That is why we are pleased to see the very enlightened view on abortion that has been taken by the head of the Anglican Church in Jamaica, Lord Bishop Howard Gregory, at this year's 149th Synod in St James.

As Mr Miguel Thomas reported in yesterday's edition, Bishop Gregory made it clear he supports legalisation of abortion. But with the important caveat “only under specific circumstances”, and that the church “affirms the sanctity of life”.

The bishop should not be misunderstood in the heat of our never-ending debate on this emotive and divisive issue. He could not be clearer in stating: “The church forbids abortion as a means of birth control, family planning, sex selection, or for any reason of mere convenience.”

However, the Anglican Communion allows space for consideration of abortion under specific circumstances, including cases of rape or incest; where a mother's physical or mental health is at risk; or cases involving foetal abnormalities.

A little over two months ago, the head of the Seventh-day Adventists World Church Dr Ted Wilson enunciated a position on abortion which was not far from Bishop Gregory's, although stopping short of supporting legalisation of abortion.

“Most Seventh-day Adventists would be very supportive of the sanctity of life and not in favour of abortion, unless the mother's life was in danger or perhaps there was incest or rape involved, and that is left to the individual to decide…” Dr Wilson told journalists in Montego Bay.

It is interesting to note that the church has come a long way in this debate from the time when the word abortion would evoke expressions of “Lord Jesus, wi dead now!” to a more level-headed debate in which the two sides are, at least, more civil to each other.

Bishop Gregory rightly stressed that any decision to abort a foetus ought not to be taken lightly or without due empathy, and that the woman whose body is involved was crucial to such a decision.

His point that the debate about the legal provisions for abortion must be undergirded by the Christian understanding of grace which comes from God, made great sense, for, as he stated, grace does not begin with sin, as so many preach, but with God's love.

“It is not just about a word spoken or a law invoked, but an attitude and vantage point from which we approach human beings wrestling with the fundamental and complicated issues of life,” he said.

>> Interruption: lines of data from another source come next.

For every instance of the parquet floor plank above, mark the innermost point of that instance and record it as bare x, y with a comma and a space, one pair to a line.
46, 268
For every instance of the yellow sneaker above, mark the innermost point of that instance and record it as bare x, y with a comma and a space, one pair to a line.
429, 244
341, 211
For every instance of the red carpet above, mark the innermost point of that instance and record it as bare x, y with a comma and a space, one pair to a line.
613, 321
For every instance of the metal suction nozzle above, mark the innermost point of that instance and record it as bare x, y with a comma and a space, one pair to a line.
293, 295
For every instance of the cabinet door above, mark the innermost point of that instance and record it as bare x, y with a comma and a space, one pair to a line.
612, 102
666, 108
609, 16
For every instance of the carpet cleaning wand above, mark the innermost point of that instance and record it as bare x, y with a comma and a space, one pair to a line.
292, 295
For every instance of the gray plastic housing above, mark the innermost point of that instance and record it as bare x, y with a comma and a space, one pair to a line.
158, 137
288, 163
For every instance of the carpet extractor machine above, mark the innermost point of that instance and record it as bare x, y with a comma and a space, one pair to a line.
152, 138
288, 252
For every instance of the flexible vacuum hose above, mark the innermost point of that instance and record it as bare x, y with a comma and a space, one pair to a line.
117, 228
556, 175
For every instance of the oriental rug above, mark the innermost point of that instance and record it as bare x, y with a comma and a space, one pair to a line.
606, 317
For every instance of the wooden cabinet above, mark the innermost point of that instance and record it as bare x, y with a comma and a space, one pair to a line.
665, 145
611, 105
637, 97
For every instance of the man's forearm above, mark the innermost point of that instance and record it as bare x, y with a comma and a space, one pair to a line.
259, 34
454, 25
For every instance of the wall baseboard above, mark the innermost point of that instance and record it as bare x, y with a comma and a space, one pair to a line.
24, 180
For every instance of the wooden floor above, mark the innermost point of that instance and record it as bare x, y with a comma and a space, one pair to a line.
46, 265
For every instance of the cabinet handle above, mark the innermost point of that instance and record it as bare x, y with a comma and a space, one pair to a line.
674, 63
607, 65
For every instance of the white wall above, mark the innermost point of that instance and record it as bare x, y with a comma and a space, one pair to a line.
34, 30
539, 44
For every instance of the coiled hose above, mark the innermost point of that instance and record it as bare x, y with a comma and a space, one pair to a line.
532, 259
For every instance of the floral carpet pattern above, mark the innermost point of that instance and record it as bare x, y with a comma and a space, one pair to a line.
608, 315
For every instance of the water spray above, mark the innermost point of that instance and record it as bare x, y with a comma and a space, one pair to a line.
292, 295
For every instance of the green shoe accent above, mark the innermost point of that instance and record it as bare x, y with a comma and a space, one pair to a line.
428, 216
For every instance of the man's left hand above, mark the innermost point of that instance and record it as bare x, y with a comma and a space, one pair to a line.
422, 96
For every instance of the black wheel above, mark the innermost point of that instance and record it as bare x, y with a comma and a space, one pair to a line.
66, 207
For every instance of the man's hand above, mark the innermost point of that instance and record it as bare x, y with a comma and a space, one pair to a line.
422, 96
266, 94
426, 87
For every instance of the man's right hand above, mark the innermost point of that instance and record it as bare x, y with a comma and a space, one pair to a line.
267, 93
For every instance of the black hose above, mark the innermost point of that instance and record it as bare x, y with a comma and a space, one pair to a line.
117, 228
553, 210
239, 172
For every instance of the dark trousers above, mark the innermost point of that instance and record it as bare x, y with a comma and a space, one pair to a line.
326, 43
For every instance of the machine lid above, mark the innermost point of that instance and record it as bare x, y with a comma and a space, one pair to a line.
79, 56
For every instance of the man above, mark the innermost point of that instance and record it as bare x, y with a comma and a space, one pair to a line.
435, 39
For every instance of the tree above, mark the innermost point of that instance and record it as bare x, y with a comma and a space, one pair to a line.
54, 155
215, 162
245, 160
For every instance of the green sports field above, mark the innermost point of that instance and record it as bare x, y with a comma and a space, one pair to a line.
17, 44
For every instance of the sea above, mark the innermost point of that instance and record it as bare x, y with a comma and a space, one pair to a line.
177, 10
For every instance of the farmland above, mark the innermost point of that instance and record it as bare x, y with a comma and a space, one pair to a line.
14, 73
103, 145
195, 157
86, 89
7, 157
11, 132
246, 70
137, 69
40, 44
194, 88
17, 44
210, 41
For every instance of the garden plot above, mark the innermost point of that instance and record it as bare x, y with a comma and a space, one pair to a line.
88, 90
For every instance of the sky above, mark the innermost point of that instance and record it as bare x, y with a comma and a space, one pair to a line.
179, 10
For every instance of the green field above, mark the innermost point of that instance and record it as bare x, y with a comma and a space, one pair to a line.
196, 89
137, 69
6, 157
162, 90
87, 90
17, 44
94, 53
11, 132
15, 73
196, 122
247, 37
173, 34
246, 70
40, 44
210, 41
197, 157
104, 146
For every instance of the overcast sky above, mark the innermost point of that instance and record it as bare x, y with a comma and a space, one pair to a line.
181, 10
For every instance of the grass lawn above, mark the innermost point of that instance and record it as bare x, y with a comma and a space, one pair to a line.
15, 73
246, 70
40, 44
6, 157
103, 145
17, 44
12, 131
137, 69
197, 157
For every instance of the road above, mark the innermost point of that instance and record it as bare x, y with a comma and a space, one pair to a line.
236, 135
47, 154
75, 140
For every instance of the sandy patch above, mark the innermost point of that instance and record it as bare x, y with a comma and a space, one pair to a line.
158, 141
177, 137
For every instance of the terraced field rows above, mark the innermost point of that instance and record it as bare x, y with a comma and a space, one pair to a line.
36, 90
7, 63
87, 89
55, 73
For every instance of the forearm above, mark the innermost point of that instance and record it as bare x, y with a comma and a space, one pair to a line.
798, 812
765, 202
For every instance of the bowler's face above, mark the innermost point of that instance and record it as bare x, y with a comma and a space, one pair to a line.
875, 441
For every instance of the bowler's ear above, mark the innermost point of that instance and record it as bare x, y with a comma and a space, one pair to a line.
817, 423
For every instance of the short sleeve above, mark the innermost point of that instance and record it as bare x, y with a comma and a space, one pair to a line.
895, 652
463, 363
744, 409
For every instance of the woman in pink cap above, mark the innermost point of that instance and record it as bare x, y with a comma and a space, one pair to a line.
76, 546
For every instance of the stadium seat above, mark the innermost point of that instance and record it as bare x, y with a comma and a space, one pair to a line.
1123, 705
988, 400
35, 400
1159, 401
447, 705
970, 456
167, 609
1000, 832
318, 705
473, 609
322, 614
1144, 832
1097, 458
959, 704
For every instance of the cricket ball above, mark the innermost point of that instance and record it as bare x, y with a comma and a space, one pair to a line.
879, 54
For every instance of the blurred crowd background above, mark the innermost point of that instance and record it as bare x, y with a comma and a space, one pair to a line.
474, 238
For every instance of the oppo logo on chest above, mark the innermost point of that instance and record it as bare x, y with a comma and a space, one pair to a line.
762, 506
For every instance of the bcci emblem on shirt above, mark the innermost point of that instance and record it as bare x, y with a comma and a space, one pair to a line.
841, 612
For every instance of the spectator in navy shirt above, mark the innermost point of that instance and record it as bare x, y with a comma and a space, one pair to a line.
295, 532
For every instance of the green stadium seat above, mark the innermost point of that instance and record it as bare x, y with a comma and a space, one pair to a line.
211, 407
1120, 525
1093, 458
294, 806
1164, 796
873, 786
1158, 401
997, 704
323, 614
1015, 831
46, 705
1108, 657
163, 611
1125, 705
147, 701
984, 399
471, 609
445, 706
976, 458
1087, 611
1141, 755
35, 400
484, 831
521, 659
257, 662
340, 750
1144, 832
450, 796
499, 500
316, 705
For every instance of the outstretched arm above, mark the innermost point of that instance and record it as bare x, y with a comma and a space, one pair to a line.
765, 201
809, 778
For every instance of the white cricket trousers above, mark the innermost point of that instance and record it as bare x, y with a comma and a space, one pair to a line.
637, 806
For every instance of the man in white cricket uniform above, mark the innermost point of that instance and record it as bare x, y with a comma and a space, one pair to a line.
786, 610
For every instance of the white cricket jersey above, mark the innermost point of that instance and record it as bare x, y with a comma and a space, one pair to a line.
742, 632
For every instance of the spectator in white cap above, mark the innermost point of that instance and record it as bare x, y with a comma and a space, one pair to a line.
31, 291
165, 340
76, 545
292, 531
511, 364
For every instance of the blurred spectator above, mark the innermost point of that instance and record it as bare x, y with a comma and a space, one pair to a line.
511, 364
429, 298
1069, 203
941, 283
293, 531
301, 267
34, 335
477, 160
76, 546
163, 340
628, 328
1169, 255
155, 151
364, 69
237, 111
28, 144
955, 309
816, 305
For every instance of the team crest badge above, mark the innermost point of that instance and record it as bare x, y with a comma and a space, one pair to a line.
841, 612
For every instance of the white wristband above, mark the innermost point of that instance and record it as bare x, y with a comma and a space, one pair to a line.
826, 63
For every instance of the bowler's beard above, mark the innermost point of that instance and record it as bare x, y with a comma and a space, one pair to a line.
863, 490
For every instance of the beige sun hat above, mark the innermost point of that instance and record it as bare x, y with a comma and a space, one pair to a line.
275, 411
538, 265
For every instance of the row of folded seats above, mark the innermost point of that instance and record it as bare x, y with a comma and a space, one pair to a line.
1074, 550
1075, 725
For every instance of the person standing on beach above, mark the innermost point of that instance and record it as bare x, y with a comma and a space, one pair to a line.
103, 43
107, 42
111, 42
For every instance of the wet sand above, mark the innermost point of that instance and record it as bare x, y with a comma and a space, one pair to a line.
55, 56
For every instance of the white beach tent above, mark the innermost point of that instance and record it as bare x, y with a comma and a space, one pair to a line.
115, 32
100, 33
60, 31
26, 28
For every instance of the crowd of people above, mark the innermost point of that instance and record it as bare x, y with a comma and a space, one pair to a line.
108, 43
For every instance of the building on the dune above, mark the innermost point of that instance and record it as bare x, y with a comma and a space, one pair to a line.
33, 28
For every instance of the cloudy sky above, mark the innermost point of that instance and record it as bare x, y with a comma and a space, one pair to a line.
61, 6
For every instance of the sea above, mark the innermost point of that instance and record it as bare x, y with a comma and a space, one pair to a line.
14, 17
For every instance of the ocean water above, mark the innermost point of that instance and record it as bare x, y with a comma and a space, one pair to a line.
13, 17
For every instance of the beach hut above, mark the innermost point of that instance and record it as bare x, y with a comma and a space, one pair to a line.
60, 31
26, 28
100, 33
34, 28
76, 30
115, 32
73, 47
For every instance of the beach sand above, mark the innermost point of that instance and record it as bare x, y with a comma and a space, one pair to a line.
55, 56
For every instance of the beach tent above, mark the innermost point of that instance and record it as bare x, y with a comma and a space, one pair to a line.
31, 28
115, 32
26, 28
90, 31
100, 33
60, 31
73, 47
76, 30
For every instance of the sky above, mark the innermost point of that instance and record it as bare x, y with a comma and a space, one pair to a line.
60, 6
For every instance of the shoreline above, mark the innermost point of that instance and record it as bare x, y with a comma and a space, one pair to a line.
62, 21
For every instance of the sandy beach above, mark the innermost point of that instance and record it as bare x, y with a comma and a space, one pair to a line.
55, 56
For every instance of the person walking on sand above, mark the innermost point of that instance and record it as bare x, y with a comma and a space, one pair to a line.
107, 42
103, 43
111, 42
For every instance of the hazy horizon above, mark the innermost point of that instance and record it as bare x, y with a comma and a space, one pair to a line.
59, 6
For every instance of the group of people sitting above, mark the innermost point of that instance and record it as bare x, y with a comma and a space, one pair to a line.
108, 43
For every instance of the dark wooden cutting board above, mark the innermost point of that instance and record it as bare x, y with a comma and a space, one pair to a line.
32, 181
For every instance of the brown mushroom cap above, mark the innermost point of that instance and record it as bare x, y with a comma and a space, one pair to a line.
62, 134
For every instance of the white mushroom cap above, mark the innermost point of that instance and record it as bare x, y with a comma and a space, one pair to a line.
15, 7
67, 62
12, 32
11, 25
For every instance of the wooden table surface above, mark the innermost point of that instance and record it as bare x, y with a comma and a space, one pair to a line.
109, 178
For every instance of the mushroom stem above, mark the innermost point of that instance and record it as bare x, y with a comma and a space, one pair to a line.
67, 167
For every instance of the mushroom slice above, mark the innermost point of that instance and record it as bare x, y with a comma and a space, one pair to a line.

We have, in our own view on the subject, agreed with the bishop's argument that society has been less than compassionate, and even hypocritical, to the countless generations of women who choose to have their babies under challenging circumstances.

Too many people have no concern about the quality of life of children born to perpetual squalor, or they support capital punishment, while spouting views against abortion.

We have also argued in this space that it is unlikely, even after any referendum, that the abortion debate will end. It is therefore to those — like Bishop Gregory and Dr Wilson — who know how to strike a happy medium, that we look for a reasonable position on such a controversial issue.